Will there be a deal? The President clearly wants a deal, with news leaking out that his political advisor Dick Morris has even shared his campaign polling results with the Dole camp, showing that Dole benefits from having a budget deal. We can be sure the President knew about this move, believing his re-election will be a cakewalk if he can help Dole get the nomination. There is, though, always the danger that Dole will buckle as he has in the past, and be willing to take a deal that does not include capgains. How will the Iowa caucuses next Tuesday affect the outcome, if he winds up losing to Forbes and interprets the loss as a demand for a deal at any price? The last, real, final deadline shaping up is March 1, which means the issue will be settled in the 10 days after the New Hampshire primary.

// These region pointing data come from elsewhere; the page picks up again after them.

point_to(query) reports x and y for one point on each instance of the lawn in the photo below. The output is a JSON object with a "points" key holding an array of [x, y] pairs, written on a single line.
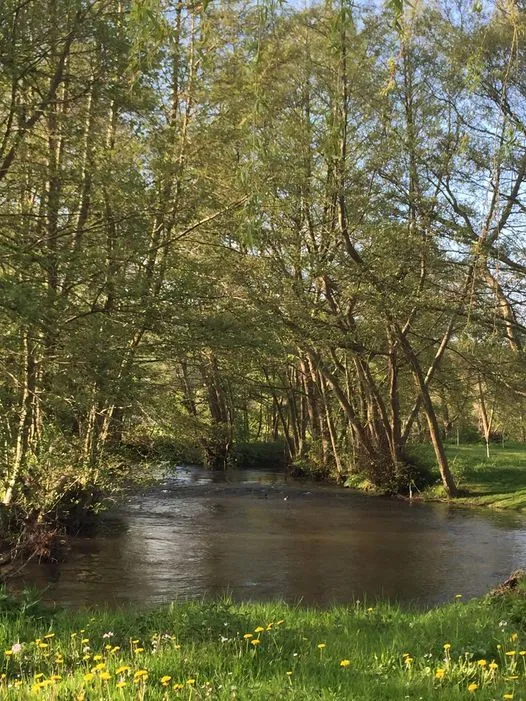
{"points": [[498, 481], [221, 650]]}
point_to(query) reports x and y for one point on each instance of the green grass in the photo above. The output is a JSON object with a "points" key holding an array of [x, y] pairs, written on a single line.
{"points": [[498, 481], [206, 650]]}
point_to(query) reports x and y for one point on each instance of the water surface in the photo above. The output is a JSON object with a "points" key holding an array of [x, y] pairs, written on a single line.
{"points": [[258, 537]]}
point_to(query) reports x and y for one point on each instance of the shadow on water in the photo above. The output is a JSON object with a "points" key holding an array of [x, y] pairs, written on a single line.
{"points": [[260, 537]]}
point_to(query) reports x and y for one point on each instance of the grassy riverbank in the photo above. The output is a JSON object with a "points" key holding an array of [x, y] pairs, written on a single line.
{"points": [[498, 481], [198, 651]]}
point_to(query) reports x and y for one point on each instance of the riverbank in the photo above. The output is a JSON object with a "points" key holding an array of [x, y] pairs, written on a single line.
{"points": [[497, 481], [221, 650]]}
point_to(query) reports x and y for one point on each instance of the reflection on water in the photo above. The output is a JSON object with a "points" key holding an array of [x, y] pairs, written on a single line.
{"points": [[256, 537]]}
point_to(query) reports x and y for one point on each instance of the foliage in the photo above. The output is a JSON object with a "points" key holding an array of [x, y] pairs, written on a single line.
{"points": [[197, 649]]}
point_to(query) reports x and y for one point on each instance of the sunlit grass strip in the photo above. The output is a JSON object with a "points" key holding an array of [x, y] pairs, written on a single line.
{"points": [[221, 650]]}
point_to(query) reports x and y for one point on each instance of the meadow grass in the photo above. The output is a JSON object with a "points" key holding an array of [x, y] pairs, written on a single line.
{"points": [[498, 481], [223, 650]]}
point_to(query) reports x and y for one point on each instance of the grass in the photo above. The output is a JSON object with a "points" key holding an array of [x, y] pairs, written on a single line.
{"points": [[498, 481], [221, 650]]}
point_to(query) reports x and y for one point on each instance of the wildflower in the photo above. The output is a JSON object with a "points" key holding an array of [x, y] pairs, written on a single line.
{"points": [[123, 669]]}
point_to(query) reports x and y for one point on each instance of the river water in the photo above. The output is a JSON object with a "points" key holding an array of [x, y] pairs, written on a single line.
{"points": [[257, 536]]}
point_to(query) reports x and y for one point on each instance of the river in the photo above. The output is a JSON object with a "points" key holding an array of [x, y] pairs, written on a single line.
{"points": [[257, 536]]}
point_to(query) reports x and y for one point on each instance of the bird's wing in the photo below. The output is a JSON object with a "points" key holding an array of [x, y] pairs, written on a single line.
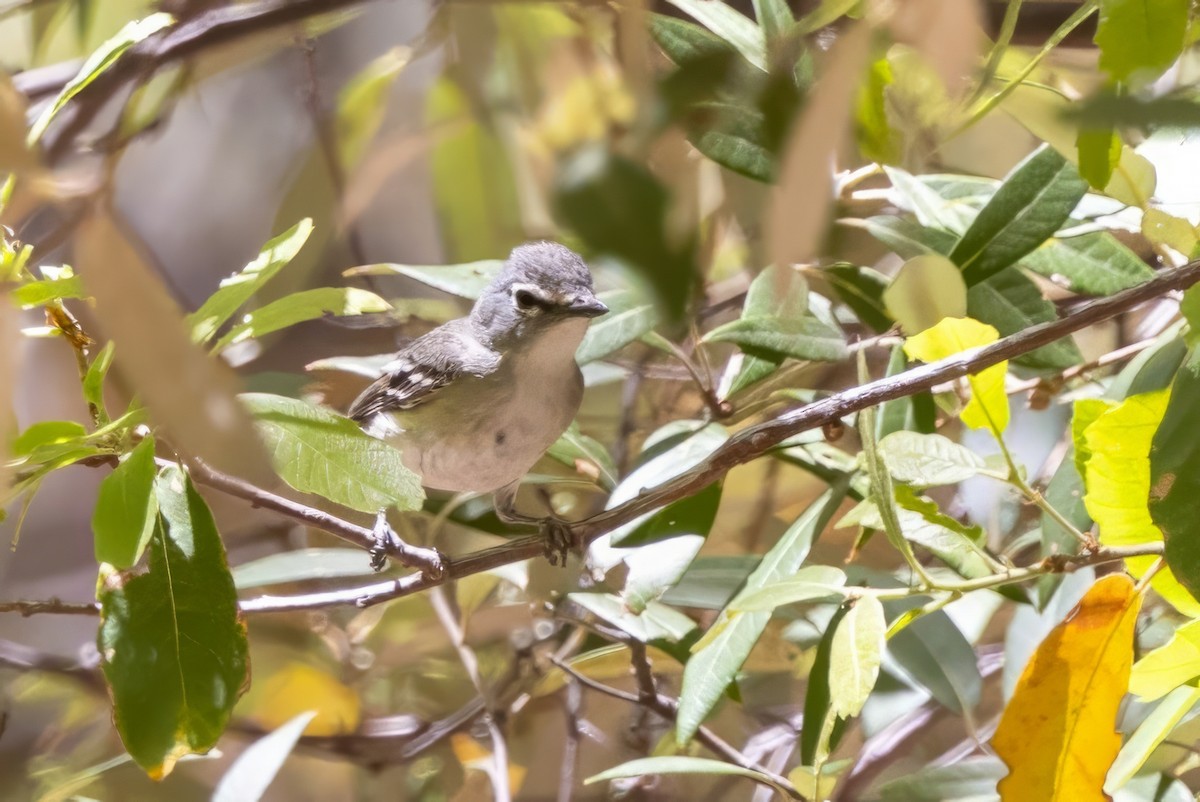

Where will Gingrich’s political head be at that point? By all public and private accounts, he is now doing what he can to undermine the Forbes candidacy, on the grounds that he will lose to Clinton and lose the Congress to boot. As far as I can tell, there is hardly a soul in Washington who is not terrified of the prospect of Steve winning the GOP nomination. President Clinton has to know he has no defenses against Steve, unless he can prove that Steve was a silent partner in Whitewater and once partied on the Forbes yacht with Paula Jones and Gennifer Flowers. Perhaps the voters will take Governor George Voinovich seriously. The Ohio Republican, a big Dole backer, last week angrily insisted on CNBC that citizens who are not professional politicians should not be allowed to run for President!

We don’t mean to frighten you about the dangers just ahead. It could all work out just right, if the Beltway Boys behave themselves. If not, we are grateful to Floyd Norris of The New York Times for reminding us that when the Dow hits 5444.84 it will be exactly double where it was at its peak before the Crash of 1987.